Book Hero Magic formatted this description to make it easier to read. While it's new and still learning, it may not be perfect - your feedback is welcome! Description

A leaking can of paint in hand, the artist strolls out of the gallery and drifts aimlessly through the city, leaving a trail of colour as he goes. So what kind of artwork is The Leak (1995)? In one sense, it's a painting, but a painting too large for any museum. It's also a performance, though one without an audience. Perhaps most of all, it's an invitation to take the artist's line for a walk, to explore the same path through the city, to breathe the same air and take in the same sights - and in so doing, to eliminate once and for all the division separating art from life.

With humour, sensitivity and an acutely personal connection to his subject matter, Francis Alÿs (b. 1959) examines the patterns of various urban sites before weaving his own fables into their tangled social fabric. From that point onward, the fables take on a life of their own. A scene such as a Volkswagen Beetle struggling up a hill in Tijuana (Rehearsal I, 1999-2001) or a man pushing a block of ice in Mexico City (Paradox of Praxis 1, 1997) can carry a message that resonates far beyond the work's simple parameters.

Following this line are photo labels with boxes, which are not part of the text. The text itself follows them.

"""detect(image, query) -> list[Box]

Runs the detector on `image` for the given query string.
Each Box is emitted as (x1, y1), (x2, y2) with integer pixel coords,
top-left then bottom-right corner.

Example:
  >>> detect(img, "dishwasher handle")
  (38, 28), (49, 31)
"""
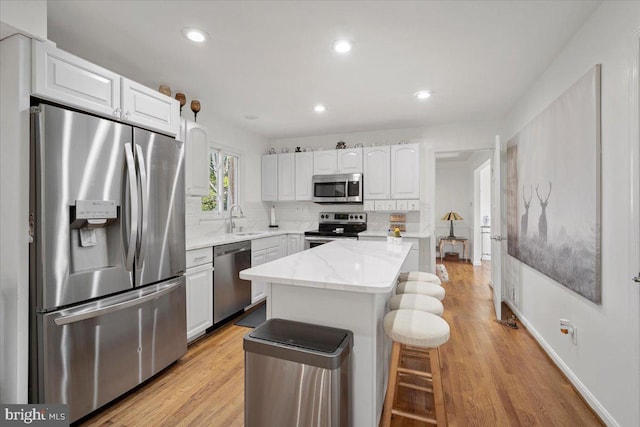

As the subtitle of his walking piece The Green Line (2004) puts it, 'Sometimes doing something poetic can become political, and sometimes doing something political can become poetic.'

Originally from Belgium but based in Mexico City for the last twenty years, Francis Alÿs is a truly international artist. He has realised works in such diverse locations as Copenhagen, Lima and Jerusalem, and his work has also been exhibited at the world's top museums - including Tate Modern in London, Castello de Rivoli in Turin and the Museum of Modern Art in New York - and featured in the most significant international biennials - São Paulo (1998, 2005), Istanbul (1999, 2001) and Venice (1999, 2001, 2007, 2017) to name a few.

In the Interview, Russell Ferguson asks how the artist's identity as a cultural outsider has helped determine the remarkable path of his art over the years. Cuauhtémoc Medina's Survey identifies the threads that run through the artist's oeuvre while also sketching a political and social picture of Mexico City, the inspiration and setting for so many of his artworks. In the Focus, Jean Fisher examines the political heart of Alÿs's massive collaborative Land art project When Faith Moves Mountains (2002). In the Artist's Choice, Augusto Monterroso's short tales capture the artist's enduring fascination with the role animals and fables play in human society, while Alÿs's own writings uncover the poetry in everyday phrases and seemingly spontaneous arrangements of urban life.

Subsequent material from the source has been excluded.